迷子の迷子の子猫ちゃん
何時もありがとうございます!
第25部、飴と鞭で魔法を一つ追加しております。申し訳ございません。
至らない点も沢山あると思いますが、どうか少しでも楽しんで頂けますように。
「どうしましょう…。」
私、今泣きそうです…。
完全に迷子です。いえ、兵部省の場所は本当にわかっていたのですよ!?でも、恥ずかしさのあまりがむしゃらに走ってしまい…、ここが何処なのかさっぱり分かりません。この宮殿、無断に広いんですよぉ!!
「だ、誰かぁ~。」
「小娘、そこで何をしておる。」
見知らぬ建物の中で途方に暮れていると、背後から声を掛けられる。
振り返ると、そこには…
ものすっごい、美人さんがおりました!
豪奢にカールのかかった赤みがかった金髪に、ルビーのような瞳、形の良い鼻に真っ赤な厚い唇。
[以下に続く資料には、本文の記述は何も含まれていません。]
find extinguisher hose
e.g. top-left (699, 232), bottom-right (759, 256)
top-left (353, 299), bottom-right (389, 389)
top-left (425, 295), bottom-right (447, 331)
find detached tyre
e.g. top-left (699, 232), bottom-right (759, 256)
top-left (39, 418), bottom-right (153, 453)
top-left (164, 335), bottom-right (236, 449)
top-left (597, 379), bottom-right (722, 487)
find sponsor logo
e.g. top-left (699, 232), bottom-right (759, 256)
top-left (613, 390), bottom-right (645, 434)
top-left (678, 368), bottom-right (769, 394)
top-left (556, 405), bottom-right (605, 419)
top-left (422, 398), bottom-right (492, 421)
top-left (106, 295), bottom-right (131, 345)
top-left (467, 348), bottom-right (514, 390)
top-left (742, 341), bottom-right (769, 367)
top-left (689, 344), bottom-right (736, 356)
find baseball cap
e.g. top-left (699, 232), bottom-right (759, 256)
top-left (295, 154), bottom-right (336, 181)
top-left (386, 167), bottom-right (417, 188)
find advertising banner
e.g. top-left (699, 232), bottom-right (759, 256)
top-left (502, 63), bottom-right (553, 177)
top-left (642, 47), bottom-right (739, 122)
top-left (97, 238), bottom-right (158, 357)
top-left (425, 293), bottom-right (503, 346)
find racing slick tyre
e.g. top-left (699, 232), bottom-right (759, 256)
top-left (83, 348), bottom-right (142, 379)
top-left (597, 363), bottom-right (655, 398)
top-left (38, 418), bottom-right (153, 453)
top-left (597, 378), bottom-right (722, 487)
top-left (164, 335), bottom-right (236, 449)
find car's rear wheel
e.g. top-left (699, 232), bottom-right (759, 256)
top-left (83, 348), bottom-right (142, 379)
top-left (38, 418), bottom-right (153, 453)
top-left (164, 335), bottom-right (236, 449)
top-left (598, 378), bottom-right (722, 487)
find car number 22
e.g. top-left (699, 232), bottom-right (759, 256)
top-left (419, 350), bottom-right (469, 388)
妖艶、と言う言葉がぴったりの美しい女性が、これまたきらびやかなドレスを着、5~6人の侍女さんと、護衛であろう騎士達をぞろぞろと引き連れ、こちらを睨んでおります。
睨まれてはおりますが!これぞ天の助けです!!
「あ、あの!こちらにお住まいの方ですか?勝手に入ってすみません。宰相様のお使いで兵部省に行く途中だったのですが、その…迷ってしまって…」
きっとここはこの方の居住スペースで、私が不法侵入 してしまったので怒ってらっしゃるのですね。
そう単純に考え、帰り道を聞こうとすると、
「ほう…。王と宰相の小飼の猫とはお主のことかえ?」
女性の声が剣呑に響く。
キレイなはずのルビーの瞳は何か品定めでもするように細められている。
「い、いいえ。私は飼われてもいませんし、猫でもありませんので、し、失礼しますぅぅ!」
何故だかわからないけど、頭の中で危険だと、警鐘が響く。
「おやおや、何処へ行く?迷ったのであろう?兵部省はそちらではないぞえ。なに、後で案内してやろう。わらわ(*)と茶でもしようぞ。王都で何やら流行っているという菓子もあるぞえ?」
「い、いえ、結構です!」
そう言って走り出そうとした、その時、ぐっと乱暴に腕を捕まれる。
「王太后様の申し出を断るとは無礼であるぞ、娘。」
と、騎士の一人が私の腕を掴んでいる。
「お、王太后様…?」
ということは、王様のお母様?
で、でも、何だか…、
「来い、娘。」
低く落ち着いた声とは裏腹に、有無を言わさぬように乱暴に腕を引かれ、体が引きずられる。
私は思わず防御魔法を発動してしまう。
すると、
パァン!
という音が響く。
私の腕を掴んでいる騎士は、兜で目元まで隠れた顔を私の耳元に寄せ、
「この程度の魔法なら、私には聞きませんよ。」
と、囁く。
「…っ!なん、でっ!?」
私、これって、もしや絶対絶命ですか!?
*について…わらわ(妾)とは、へりくだった言い方なので、本来王太后という高位の人は使わないかもしれませんが、王太后の設定上、ピンときたので使用します。